Neues im Impf-Skandal um Hafenchef Erich Staake. Der duisport-Aufsichtsrat hat sich nochmal mit dem Fall befasst - und über zwei Gutachten gesprochen. Eine vorzeitige Entlassung Staakes ist offenbar endgültig vom Tisch.

© duisport/Hans Blossey

Der duisport-Aufsichtsrat hat sich gestern (20.5) nochmal mit dem Impf-Skandal befasst. Hafenchef Erich Staake hatte sich Anfang des Jahres beim Impfen vorgedrängelt und damit für Schlagzeilen gesorgt. Der Aufsichtsrat hatte daraufhin im April eine Kanzlei beauftragt, arbeitsrechtliche Konsequenzen zu prüfen. Die Gutachter kommen demnach zu dem Ergebnis, dass es keine rechtliche Grundlage für eine vorzeitige Entlassung Staakes gibt. Eigentlich war geplant, dass er nach seinem Rentenantritt im November dieses Jahres als Berater beim Hafen tätig sein wird. Was damit ist, dazu hat sich der Aufsichtsrat bisher nicht geäußert.

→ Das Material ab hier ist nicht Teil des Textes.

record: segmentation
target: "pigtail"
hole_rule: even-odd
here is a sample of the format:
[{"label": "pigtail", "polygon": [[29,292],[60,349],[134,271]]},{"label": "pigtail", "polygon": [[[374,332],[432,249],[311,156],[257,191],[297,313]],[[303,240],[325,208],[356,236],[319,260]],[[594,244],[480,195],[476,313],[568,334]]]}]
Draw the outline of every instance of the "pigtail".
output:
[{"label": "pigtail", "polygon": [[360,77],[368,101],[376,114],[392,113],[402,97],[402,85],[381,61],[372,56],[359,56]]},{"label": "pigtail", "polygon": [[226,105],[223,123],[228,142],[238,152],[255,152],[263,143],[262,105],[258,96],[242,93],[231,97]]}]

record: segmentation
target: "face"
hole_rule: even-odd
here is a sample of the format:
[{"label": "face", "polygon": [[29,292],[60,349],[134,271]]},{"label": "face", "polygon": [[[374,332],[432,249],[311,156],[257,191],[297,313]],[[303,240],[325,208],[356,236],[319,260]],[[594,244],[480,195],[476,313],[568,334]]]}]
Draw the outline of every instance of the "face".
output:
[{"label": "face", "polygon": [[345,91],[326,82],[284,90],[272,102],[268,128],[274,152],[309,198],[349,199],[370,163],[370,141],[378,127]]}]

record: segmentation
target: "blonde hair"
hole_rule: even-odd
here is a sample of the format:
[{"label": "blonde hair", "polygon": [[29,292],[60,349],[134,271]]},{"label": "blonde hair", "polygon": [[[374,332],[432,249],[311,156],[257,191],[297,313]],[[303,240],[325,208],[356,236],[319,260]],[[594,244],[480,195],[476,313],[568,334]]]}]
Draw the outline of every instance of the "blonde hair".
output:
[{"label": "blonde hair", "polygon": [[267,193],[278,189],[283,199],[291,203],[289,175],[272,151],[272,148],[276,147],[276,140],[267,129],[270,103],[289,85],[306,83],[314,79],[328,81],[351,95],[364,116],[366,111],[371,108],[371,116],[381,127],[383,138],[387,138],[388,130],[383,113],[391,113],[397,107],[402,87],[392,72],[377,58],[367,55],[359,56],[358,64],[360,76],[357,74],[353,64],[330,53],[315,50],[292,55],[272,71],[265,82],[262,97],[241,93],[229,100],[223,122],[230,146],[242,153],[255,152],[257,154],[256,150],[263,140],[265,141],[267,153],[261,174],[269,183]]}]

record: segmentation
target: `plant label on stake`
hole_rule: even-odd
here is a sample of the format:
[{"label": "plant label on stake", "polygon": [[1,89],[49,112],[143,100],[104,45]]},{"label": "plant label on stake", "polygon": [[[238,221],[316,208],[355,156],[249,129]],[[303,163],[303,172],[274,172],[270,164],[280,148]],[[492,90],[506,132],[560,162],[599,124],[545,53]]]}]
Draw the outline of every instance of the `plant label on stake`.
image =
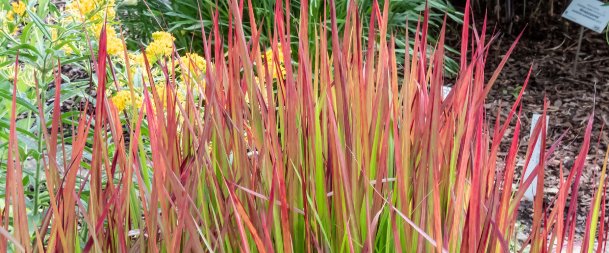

Zweites Gutachten: Weiterer Klärungsbedarf

Ein zweites Gutachten einer anderen Kanzlei beschäftigt sich noch mit anonymen Vorwürfen gegen den Hafenchef. Dabei geht es um Bestechung und Unterschlagung. Es gibt noch weiteren Klärungsbedarf, heißt es dazu vom Aufsichtsrat. Demnach habe Erich Staake seine volle Kooperation zugesagt. Auch die Duisburger Staatsanwaltschaft beschäftigt sich mit dem Impf-Skandal um Staake, nachdem dieser mehrfach angezeigt worden war.